Shortly thereafter, I discovered that my attitude toward the columnist was not within the mainstream way of thinking, and therefore egregiously biased. Fiery letters to the editor by readers better informed than myself lambasted both the author and the newspaper. One reader called the column “… deeply offensive, insulting, and even unpatriotic…” and continued, “This is the sort of racist and obnoxious insult to journalism that typified much of the Mississippi press during the civil rights era.”
“It’s embarrassing to have such backward, ignorant views run in our paper,” one lady wrote. Another reader, possessed of prescience nonpareil, predicted that the columnist would be “bitterly disappointed by the failure of his prophecies to materialize.” With great foresight, she went on to say, “I predict that … millions of intelligent, hard-working, frustrated Americans … will work with the … leaders to promote an America on the side of equality and justice.”
Fortunately, in keeping with modern media’s efforts never to compromise objectivity, the newspaper published a few letters supporting the columnist.
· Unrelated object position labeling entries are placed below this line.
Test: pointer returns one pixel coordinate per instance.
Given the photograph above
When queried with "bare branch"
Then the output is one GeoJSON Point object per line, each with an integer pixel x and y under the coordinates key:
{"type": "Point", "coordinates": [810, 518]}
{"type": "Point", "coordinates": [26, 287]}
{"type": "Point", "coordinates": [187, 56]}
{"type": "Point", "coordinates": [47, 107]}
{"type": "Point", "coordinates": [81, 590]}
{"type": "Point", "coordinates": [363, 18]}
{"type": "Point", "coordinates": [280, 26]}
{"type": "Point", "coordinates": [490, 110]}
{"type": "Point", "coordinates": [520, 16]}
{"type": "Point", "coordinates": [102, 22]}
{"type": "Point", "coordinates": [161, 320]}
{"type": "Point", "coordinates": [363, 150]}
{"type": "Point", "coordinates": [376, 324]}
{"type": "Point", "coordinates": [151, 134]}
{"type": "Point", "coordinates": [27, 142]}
One lady said he is “ … an intelligent, patriotic American, who is just exercising his right to free speech.” Another reader stated that the columnist is “ … extremely well-read. He is a master of the written word.”
After reading these letters, I decided to enter the fray on the side of the embattled newspaper columnist, and wrote a letter to the editor. However, not being much of a hand with pen and pencil, my letter was not published. And rightfully so, I suppose; it smacked of ultra rightwing, sensationalistic Tea Party rhetoric.
I began experiencing an existential moment, and questioned my entrenched ideology. I began to think that perhaps comments by some of my liberal, secular progressive associates — who never tire of castigating me for being close-minded, prejudiced and ignorant — might contain an element of truth.
I made a vow to myself: Never try to be a prophet, for if you do, you’ll become a social pariah, as the columnist did. Just go along and get along; don’t rock the boat; leave prophesying to those whose skills in that area have been sharpened by years of experience; don’t be a contemporary Cassandra.
But then I compared the columnist’s predictions with the reality of the sorry state of current American politics, and retracted the vow. After all, he was right.